Le méchant à la peau noire se demande quel nom il va prendre. Comme son grand-père se faisait appeler Mantha, il décide que lui sera... BLACK Mantha !

Le déroulement du film est très prévisible, son twist est cramé dès le début et certains événements sont très gros. Comme les personnages ne se montrent pas follement attachants, ça ne compense pas les clichés. Un passage qui égratigne bien le héros m'a laissé un espoir de remise en question, mais même pas. C'est juste un prétexte pour offrir un adversaire en plus. C'est vraiment de la mauvaise série B comme scénario, son seul intérêt est d'offrir un prétexte pour une aventure à la Indiana Jones (sans les pièges vicieux et avec des énigmes nulles) qui change un chouilla au milieu des autres productions de super-héros. On a même un chouette passage un peu horrifique en pleine tempête, c'était cool.

Jason Momoa prend une pose de sentaï avec ses jambes écartées et son trident tenu à 2 mains, avec un air super sérieux.
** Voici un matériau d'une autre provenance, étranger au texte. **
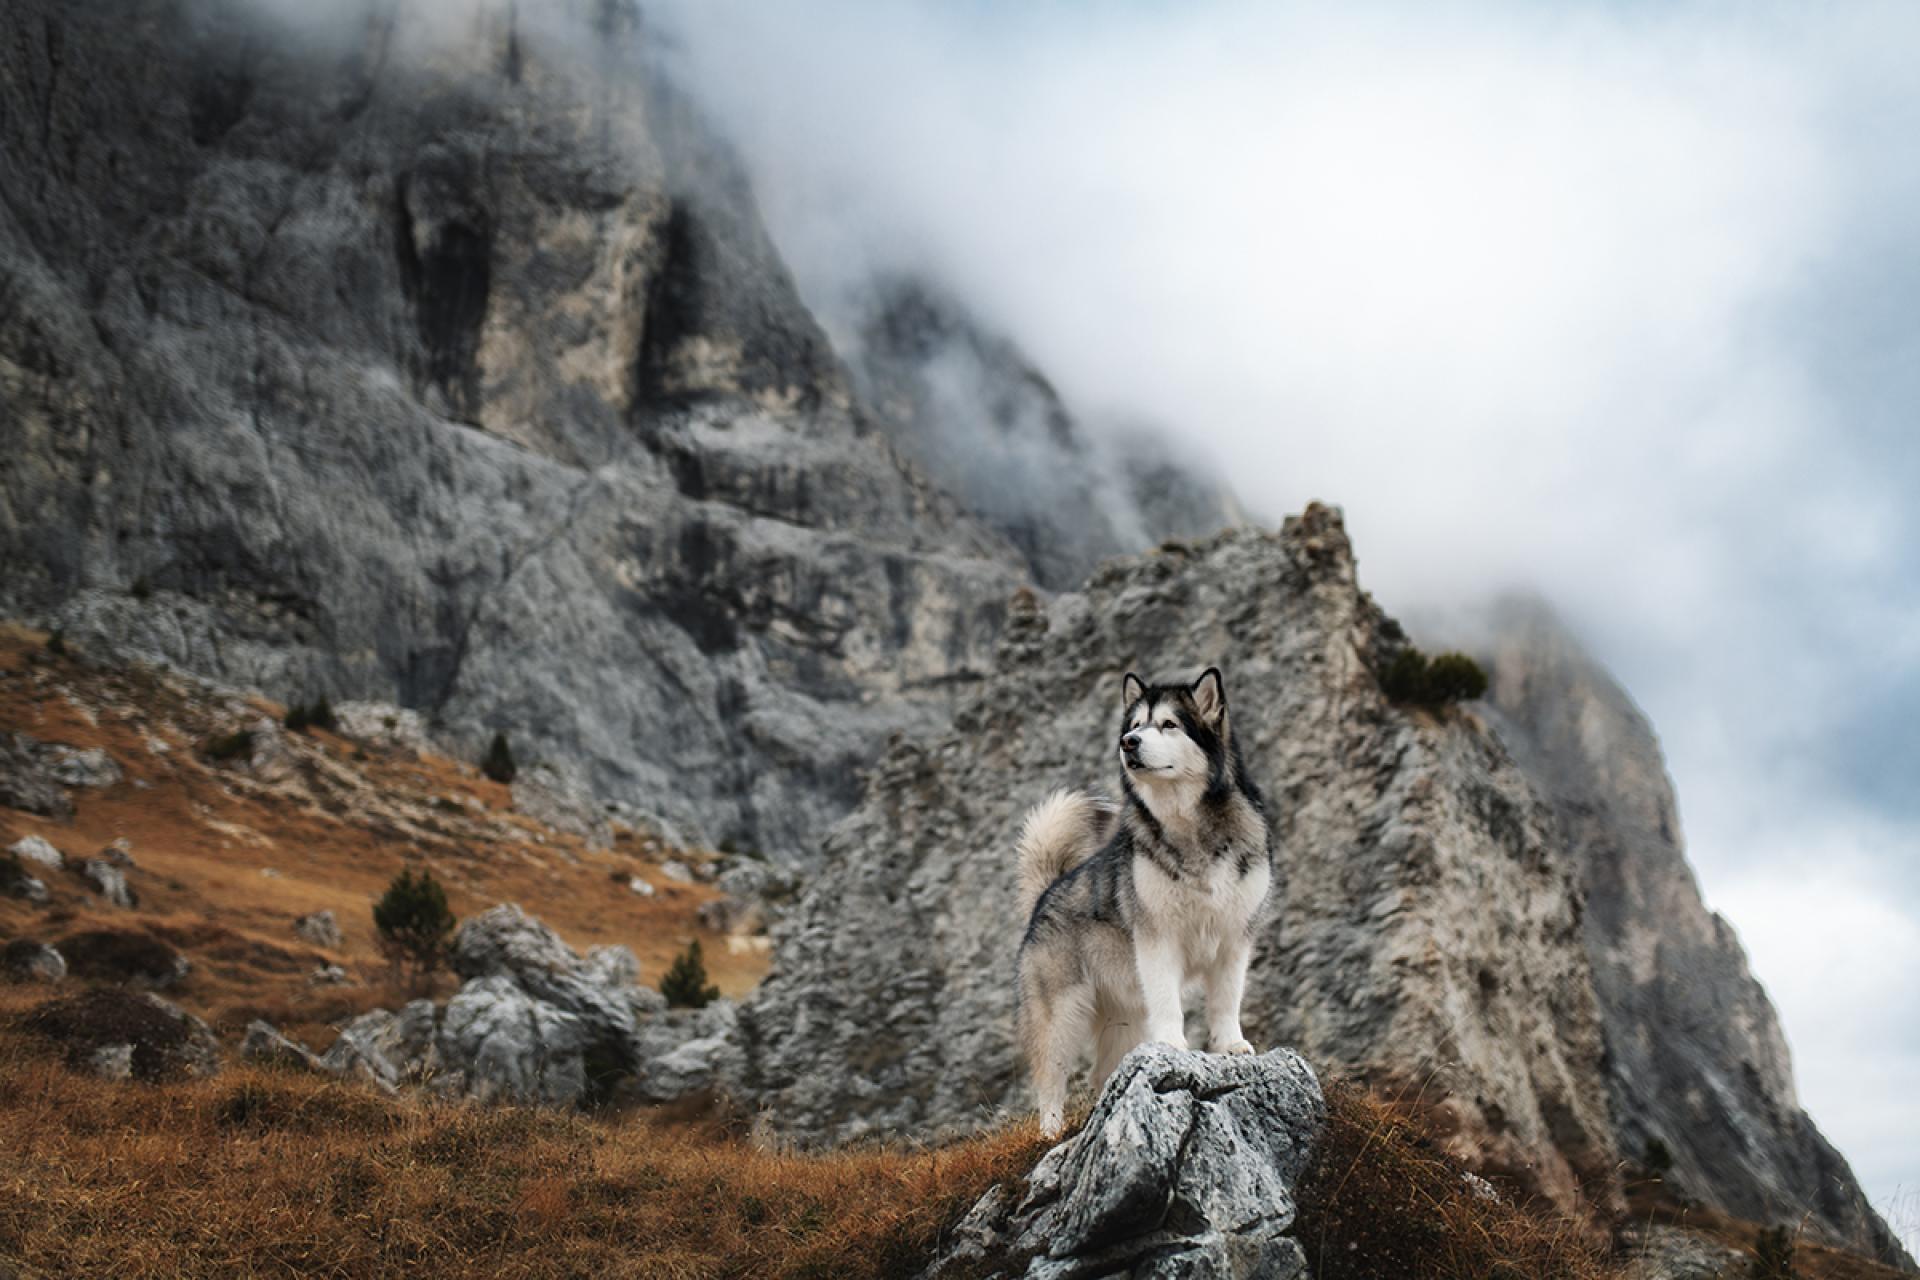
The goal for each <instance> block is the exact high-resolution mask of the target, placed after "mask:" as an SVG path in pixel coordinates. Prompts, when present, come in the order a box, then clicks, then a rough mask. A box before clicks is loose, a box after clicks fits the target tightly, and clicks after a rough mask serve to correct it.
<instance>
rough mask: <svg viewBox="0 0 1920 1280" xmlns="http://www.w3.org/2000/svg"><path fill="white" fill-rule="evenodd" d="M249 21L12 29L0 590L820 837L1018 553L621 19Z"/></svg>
mask: <svg viewBox="0 0 1920 1280" xmlns="http://www.w3.org/2000/svg"><path fill="white" fill-rule="evenodd" d="M561 10H564V12H580V13H588V12H591V13H595V15H601V13H607V15H611V13H616V12H624V10H626V6H611V4H609V6H561ZM561 10H557V12H561ZM524 12H526V6H522V13H524ZM257 19H259V13H257V12H255V10H252V6H232V4H202V2H198V0H196V2H194V4H184V6H179V8H165V10H161V12H156V15H154V19H152V21H142V23H127V21H123V19H121V15H117V13H108V12H94V10H90V8H86V6H73V4H63V2H60V0H13V2H12V4H8V6H4V8H0V83H4V84H31V86H42V84H52V88H50V90H48V92H52V94H54V98H58V102H54V100H50V104H52V106H50V111H19V109H10V111H8V113H6V115H4V117H0V188H4V190H8V192H10V196H12V194H19V196H17V200H13V203H12V205H10V211H8V217H6V219H4V221H0V269H4V273H6V282H8V297H10V299H13V301H12V305H10V307H8V309H6V315H4V317H0V368H17V370H21V372H19V376H10V378H8V380H6V386H4V390H0V397H4V418H6V422H8V424H10V428H13V430H12V434H10V438H8V441H10V466H8V470H6V472H4V474H0V555H4V557H6V562H8V564H10V572H8V574H6V576H4V580H0V612H6V614H10V616H35V618H46V620H48V622H50V624H54V626H61V628H63V629H65V633H67V637H69V639H71V641H73V643H75V645H86V647H88V652H96V649H98V654H100V656H102V660H106V658H108V656H146V658H161V660H165V662H171V664H175V666H180V668H186V670H192V672H196V674H202V676H209V677H215V679H221V681H223V683H228V685H234V687H250V689H253V687H257V689H263V691H267V693H269V695H273V697H275V699H278V700H303V699H309V697H313V693H315V691H321V689H324V691H328V693H330V695H338V697H336V700H334V708H336V716H342V718H344V722H353V708H355V704H357V702H384V704H405V706H409V708H417V710H419V712H420V714H422V716H424V718H428V720H432V723H434V725H436V737H444V739H447V741H449V743H459V745H461V747H463V754H468V756H470V758H472V756H478V748H484V745H486V737H490V735H486V729H484V727H486V725H513V745H515V750H516V752H518V754H520V758H522V760H536V758H540V760H553V762H566V764H570V766H574V768H578V770H580V773H582V777H584V779H586V785H588V787H589V791H593V793H595V794H605V796H607V798H626V800H630V802H649V804H653V802H659V804H664V806H668V808H670V810H672V812H668V814H662V818H666V819H668V821H670V823H672V825H676V827H680V829H684V831H687V833H689V835H691V837H695V839H699V837H701V835H705V833H708V831H710V833H714V835H716V837H722V835H726V837H733V839H739V841H741V842H747V844H753V846H755V848H766V850H772V852H785V854H789V856H795V854H799V852H801V850H804V848H810V846H812V837H814V833H818V831H820V829H822V827H826V825H828V823H829V821H831V819H833V818H837V816H841V814H845V812H847V808H849V806H851V804H852V802H854V798H856V787H854V779H856V771H858V768H860V766H864V764H866V762H870V760H872V758H874V754H876V752H877V748H879V747H881V745H883V743H885V739H887V737H889V735H891V733H895V731H899V729H902V727H931V725H935V723H939V722H941V720H945V716H947V712H948V708H950V704H952V689H954V687H956V683H964V681H968V679H972V677H973V676H975V674H977V672H979V670H983V666H985V662H987V660H989V656H991V647H993V633H995V629H996V620H998V614H1000V603H1002V601H1004V599H1006V595H1008V593H1010V591H1012V589H1014V587H1016V585H1020V583H1021V581H1023V580H1025V562H1023V560H1021V557H1020V555H1018V551H1014V547H1012V545H1010V543H1008V541H1006V539H1004V537H1000V535H998V533H995V532H993V530H991V528H987V526H985V524H981V522H979V520H975V518H972V516H968V514H966V512H964V510H962V509H960V507H958V505H956V503H954V501H952V499H950V497H948V495H947V493H945V491H943V489H939V487H935V486H933V484H931V482H929V480H927V478H925V476H924V474H922V472H920V470H918V468H916V466H912V464H910V462H908V461H906V459H904V457H902V455H900V453H899V451H897V449H895V447H891V443H889V441H887V436H885V426H883V424H881V422H879V420H877V418H874V416H872V415H870V413H868V409H866V407H864V405H862V403H860V401H858V395H856V391H854V388H852V386H851V382H849V376H847V372H845V365H843V361H841V359H839V355H837V353H835V351H833V345H831V342H829V340H828V334H826V332H824V330H822V328H820V324H818V322H816V320H814V317H812V313H810V311H808V307H806V303H804V301H803V297H801V294H799V290H797V286H795V282H793V276H791V273H789V271H787V269H785V265H783V263H781V259H780V253H778V249H776V246H774V242H772V238H770V236H768V232H766V228H764V225H762V219H760V213H758V209H756V205H755V198H753V188H751V184H749V182H747V177H745V173H743V171H741V167H739V161H737V159H735V155H733V154H732V152H730V150H728V148H726V144H724V142H720V140H718V138H714V136H712V132H710V129H708V125H707V123H705V119H707V117H705V113H701V111H697V109H695V107H693V104H691V102H689V100H687V98H685V96H684V94H682V92H680V90H678V88H674V86H672V84H668V83H666V81H664V79H662V75H660V73H659V71H657V63H655V59H653V58H651V36H643V35H639V33H637V29H634V27H632V25H630V23H626V19H618V17H605V21H603V25H599V27H591V29H582V31H578V33H570V35H566V36H559V38H547V36H543V33H540V31H534V27H536V25H538V23H530V21H522V23H520V29H518V35H516V36H515V58H516V59H520V63H522V65H524V69H526V75H524V77H518V79H516V81H507V79H505V77H501V73H499V67H501V59H503V54H505V44H503V42H505V40H507V35H505V33H507V31H511V29H515V27H513V23H493V21H490V23H461V25H457V29H459V31H461V33H463V35H461V36H459V38H457V40H455V38H453V36H449V35H447V31H449V29H453V27H455V25H449V29H442V31H432V33H430V31H424V29H426V27H428V25H430V19H428V17H426V12H424V10H415V8H413V6H401V12H399V13H397V17H396V23H394V27H392V29H390V27H384V25H382V27H378V29H367V27H357V29H355V35H353V36H346V29H344V27H342V29H340V33H342V36H344V38H342V42H301V40H298V38H288V36H284V35H282V31H284V27H282V25H276V23H261V21H257ZM593 21H599V19H593ZM449 42H451V44H455V48H451V50H447V48H445V46H447V44H449ZM321 44H324V48H321ZM50 50H54V52H52V54H50ZM60 50H63V54H61V52H60ZM413 50H432V54H415V52H413ZM54 59H61V63H60V65H61V71H58V73H52V61H54ZM374 67H378V69H380V71H378V73H374V71H372V69H374ZM50 73H52V79H48V75H50ZM209 75H211V77H217V79H221V83H234V84H246V86H248V94H246V96H244V98H246V100H244V111H240V113H238V115H236V113H234V111H232V109H227V107H223V106H221V104H223V102H227V100H225V98H221V96H219V94H209V92H205V86H207V83H209V79H207V77H209ZM371 75H372V77H374V79H378V81H380V92H367V88H369V84H371V83H372V81H371V79H369V77H371ZM227 77H232V79H230V81H228V79H227ZM109 86H113V88H111V90H109ZM209 104H211V106H209ZM42 106H44V104H42ZM29 115H31V117H33V119H31V121H29ZM42 117H44V119H42ZM342 119H351V130H348V132H342V129H340V121H342ZM154 121H167V129H159V130H156V129H154ZM42 125H44V129H42ZM348 134H351V138H349V136H348ZM69 150H71V152H75V154H79V152H86V154H88V155H96V157H104V155H119V157H123V159H121V161H115V165H117V167H119V169H117V171H115V165H106V163H77V165H71V167H48V165H46V163H44V157H46V155H54V154H65V152H69ZM501 157H511V159H509V161H505V171H501V169H499V165H501ZM129 190H138V192H142V198H140V201H138V205H140V209H150V211H152V217H148V213H140V215H138V217H134V213H132V205H131V203H129V201H127V192H129ZM134 282H138V286H136V284H134ZM369 459H372V464H369ZM156 486H159V487H157V489H156ZM367 564H380V566H382V568H380V572H378V574H367V572H363V566H367ZM140 583H144V585H142V589H138V591H136V589H134V587H136V585H140ZM611 674H618V677H612V676H611ZM388 714H394V712H392V710H390V708H388V710H376V712H374V720H376V723H378V722H380V718H382V716H388ZM396 720H399V723H401V725H405V718H403V716H396ZM662 725H670V727H672V731H670V733H668V731H657V729H659V727H662ZM355 727H359V725H355ZM397 733H401V735H405V727H401V729H397Z"/></svg>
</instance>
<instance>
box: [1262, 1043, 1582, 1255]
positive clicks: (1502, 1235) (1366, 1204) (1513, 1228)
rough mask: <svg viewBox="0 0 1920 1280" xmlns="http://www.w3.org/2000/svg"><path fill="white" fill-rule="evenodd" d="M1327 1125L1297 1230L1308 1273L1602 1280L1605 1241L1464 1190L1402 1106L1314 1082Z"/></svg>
mask: <svg viewBox="0 0 1920 1280" xmlns="http://www.w3.org/2000/svg"><path fill="white" fill-rule="evenodd" d="M1323 1084H1325V1092H1327V1132H1325V1134H1323V1136H1321V1142H1319V1148H1317V1150H1315V1153H1313V1165H1311V1169H1308V1174H1306V1178H1302V1184H1300V1221H1298V1226H1296V1234H1298V1238H1300V1244H1302V1247H1306V1253H1308V1265H1309V1267H1311V1270H1313V1276H1315V1278H1317V1280H1407V1278H1409V1276H1419V1278H1421V1280H1611V1278H1615V1276H1619V1274H1620V1272H1619V1270H1617V1268H1615V1267H1613V1265H1611V1263H1609V1261H1607V1249H1605V1244H1603V1240H1601V1238H1599V1236H1597V1234H1596V1232H1594V1230H1592V1228H1590V1226H1588V1224H1582V1222H1576V1221H1572V1219H1567V1217H1565V1215H1559V1213H1555V1211H1551V1209H1546V1211H1542V1213H1534V1211H1530V1209H1526V1207H1519V1205H1515V1203H1511V1201H1509V1199H1505V1197H1500V1199H1494V1197H1488V1196H1484V1194H1478V1192H1475V1190H1473V1186H1471V1184H1469V1182H1467V1178H1465V1169H1463V1167H1461V1165H1459V1163H1457V1161H1453V1159H1452V1157H1448V1155H1446V1153H1444V1151H1442V1148H1440V1144H1438V1140H1436V1138H1434V1136H1432V1132H1430V1130H1428V1128H1427V1126H1425V1125H1423V1123H1421V1121H1419V1119H1417V1117H1415V1115H1413V1113H1411V1111H1409V1109H1405V1107H1398V1105H1394V1103H1390V1102H1382V1100H1380V1098H1375V1096H1373V1094H1369V1092H1367V1090H1365V1088H1361V1086H1357V1084H1350V1082H1344V1080H1338V1079H1323Z"/></svg>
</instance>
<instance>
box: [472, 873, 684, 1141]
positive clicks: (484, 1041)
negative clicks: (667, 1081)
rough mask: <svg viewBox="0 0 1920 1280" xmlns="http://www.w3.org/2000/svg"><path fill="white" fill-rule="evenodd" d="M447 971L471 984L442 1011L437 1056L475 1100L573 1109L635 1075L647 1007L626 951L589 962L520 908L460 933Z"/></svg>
mask: <svg viewBox="0 0 1920 1280" xmlns="http://www.w3.org/2000/svg"><path fill="white" fill-rule="evenodd" d="M451 963H453V971H455V973H459V975H461V977H465V979H468V981H467V984H465V986H461V990H459V994H457V996H455V998H453V1000H449V1002H447V1009H445V1019H444V1027H442V1034H440V1050H442V1057H444V1059H445V1063H447V1067H449V1069H451V1071H459V1073H461V1075H463V1079H465V1088H467V1092H470V1094H474V1096H480V1098H511V1100H518V1102H545V1103H563V1105H564V1103H576V1102H584V1100H589V1098H595V1096H599V1094H601V1092H603V1090H605V1088H611V1084H612V1082H616V1080H618V1079H620V1077H626V1075H630V1073H632V1071H634V1065H636V1042H634V1038H636V1031H637V1027H639V1021H641V1017H643V1015H645V1013H647V1009H649V1004H651V1002H647V1000H645V998H643V996H639V988H636V986H634V979H636V977H637V975H639V963H637V961H636V960H634V954H632V952H630V950H626V948H624V946H601V948H593V950H591V952H589V954H588V958H586V960H582V958H580V956H576V954H574V950H572V948H570V946H566V944H564V942H563V940H561V936H559V935H557V933H553V931H551V929H547V927H545V925H543V923H540V921H538V919H534V917H530V915H526V913H524V912H522V910H520V908H516V906H497V908H492V910H490V912H484V913H480V915H476V917H472V919H468V921H467V923H463V925H461V929H459V933H455V936H453V948H451Z"/></svg>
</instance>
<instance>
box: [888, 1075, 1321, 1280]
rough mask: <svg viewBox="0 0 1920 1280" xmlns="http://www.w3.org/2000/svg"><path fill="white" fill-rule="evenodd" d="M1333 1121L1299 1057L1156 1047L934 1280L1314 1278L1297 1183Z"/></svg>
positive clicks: (1094, 1111)
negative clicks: (1087, 1278) (1022, 1278)
mask: <svg viewBox="0 0 1920 1280" xmlns="http://www.w3.org/2000/svg"><path fill="white" fill-rule="evenodd" d="M1325 1119H1327V1103H1325V1100H1323V1098H1321V1090H1319V1080H1315V1079H1313V1071H1311V1069H1309V1067H1308V1065H1306V1061H1302V1059H1300V1057H1298V1055H1296V1054H1288V1052H1284V1050H1275V1052H1271V1054H1261V1055H1260V1057H1221V1055H1212V1054H1192V1052H1175V1050H1169V1048H1165V1046H1158V1044H1150V1046H1142V1048H1139V1050H1135V1052H1133V1054H1129V1055H1127V1057H1125V1059H1123V1061H1121V1065H1119V1067H1117V1069H1116V1071H1114V1077H1112V1079H1110V1080H1108V1084H1106V1088H1104V1090H1102V1092H1100V1102H1098V1103H1096V1105H1094V1109H1092V1115H1089V1117H1087V1125H1085V1126H1083V1128H1081V1132H1079V1134H1075V1136H1073V1138H1069V1140H1068V1142H1062V1144H1060V1146H1056V1148H1054V1150H1052V1151H1048V1153H1046V1155H1043V1157H1041V1161H1039V1163H1037V1165H1035V1167H1033V1173H1031V1174H1027V1178H1025V1184H1023V1186H1021V1188H1020V1190H1014V1192H1010V1190H1008V1188H1004V1186H996V1188H993V1190H991V1192H987V1196H985V1197H981V1201H979V1203H977V1205H973V1211H972V1213H968V1217H966V1219H964V1221H962V1222H960V1224H958V1226H956V1228H954V1230H952V1234H950V1238H952V1244H950V1245H948V1249H947V1251H945V1253H943V1255H941V1257H939V1259H937V1261H935V1263H933V1267H929V1268H927V1272H925V1274H927V1276H933V1278H937V1276H1031V1278H1035V1280H1073V1278H1079V1276H1114V1274H1127V1276H1139V1278H1142V1280H1144V1278H1158V1276H1169V1278H1171V1276H1223V1278H1225V1276H1261V1278H1265V1280H1304V1278H1306V1276H1308V1265H1306V1255H1304V1251H1302V1249H1300V1244H1298V1242H1296V1240H1294V1238H1292V1236H1290V1230H1292V1224H1294V1207H1296V1205H1294V1186H1296V1182H1298V1180H1300V1174H1302V1173H1306V1167H1308V1161H1309V1157H1311V1153H1313V1144H1315V1140H1317V1136H1319V1130H1321V1125H1323V1123H1325Z"/></svg>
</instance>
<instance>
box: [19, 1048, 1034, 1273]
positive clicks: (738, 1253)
mask: <svg viewBox="0 0 1920 1280" xmlns="http://www.w3.org/2000/svg"><path fill="white" fill-rule="evenodd" d="M8 1023H13V1017H12V1015H8ZM0 1128H4V1132H6V1144H4V1148H0V1261H4V1263H12V1265H15V1267H19V1268H21V1270H23V1272H25V1274H29V1276H31V1274H50V1276H67V1274H102V1276H106V1274H111V1276H211V1274H223V1276H225V1274H294V1272H298V1274H319V1276H378V1274H403V1272H405V1274H434V1276H659V1278H678V1276H831V1278H835V1280H856V1278H860V1276H899V1274H906V1272H910V1270H914V1268H916V1267H920V1265H924V1263H925V1261H927V1259H931V1255H933V1251H935V1247H937V1244H939V1238H941V1232H943V1230H945V1228H947V1226H950V1224H952V1222H954V1221H956V1219H958V1217H960V1215H962V1213H966V1209H968V1207H970V1205H972V1203H973V1201H975V1199H977V1197H979V1196H981V1194H983V1192H985V1190H987V1188H989V1186H993V1184H995V1182H1000V1180H1010V1178H1018V1176H1021V1174H1025V1171H1027V1169H1029V1167H1031V1165H1033V1161H1035V1157H1037V1155H1039V1151H1041V1150H1044V1142H1043V1140H1041V1138H1039V1134H1037V1130H1035V1128H1033V1126H1031V1125H1025V1126H1018V1128H1012V1130H1004V1132H996V1134H989V1136H985V1138H975V1140H972V1142H964V1144H956V1146H948V1148H939V1150H922V1151H908V1150H868V1151H852V1153H839V1155H831V1157H818V1155H789V1153H774V1151H762V1150H755V1148H753V1146H749V1144H745V1142H737V1140H718V1138H714V1136H712V1134H710V1132H705V1130H701V1128H691V1126H682V1125H662V1123H655V1121H651V1119H647V1117H589V1115H578V1113H561V1111H540V1109H524V1107H478V1105H463V1103H430V1102H420V1100H388V1098H384V1096H380V1094H376V1092H372V1090H369V1088H365V1086H357V1084H348V1082H336V1080H323V1079H315V1077H307V1075H294V1073H276V1071H263V1069H252V1067H234V1069H228V1071H227V1073H223V1075H221V1077H217V1079H213V1080H202V1082H180V1084H109V1082H104V1080H96V1079H90V1077H84V1075H77V1073H73V1071H69V1069H67V1067H63V1065H61V1063H60V1057H58V1054H56V1052H52V1048H42V1046H38V1044H35V1042H31V1040H27V1038H25V1036H23V1034H21V1032H17V1031H15V1032H8V1036H6V1038H0Z"/></svg>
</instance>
Qu'il est difficile de parler d'Aquaman. Le film se montre souvent agaçant et surtout ridicule ou ringard, notamment pour tout ce qui concerne le plan émotionnel ou l'allure de carte postale de certains décors. Mais si on fait fi de tout ça, il offre tout le spectacle qu'il promettait et rien d'autre. L'Atlantide est colorée et bien agréable à parcourir, la réalisation de James Wan se montre très efficace lors des scènes d'action et iconise à mort son personnage, au point d'en faire quelque chose de comique sans qu'on ne sache si c'est voulu ou non (et au fond je m'en fiche, moi je m'amuse :p). Mine de rien, je pense que le dernier film live de super-héros qui réussissait aussi bien cette partie spectaculaire était Man of steel, ça date (et ça craint un peu pour les autres, DC comme Marvel). Il y a de la grosse frime, de gros défauts, une absence totale de finesse, des persos inintéressants, mais eh, c'est quand même fun. C'est sans doute à classer dans les plaisirs coupables et ça en fera fuir beaucoup, à raison. Mais au moins ça va à fond dans tout ce que ça entreprend et si vous êtes clients, vous en aurez pour votre liquide.

La chevelure trempée de Jason Momoa fait un arc de cercle au ralenti.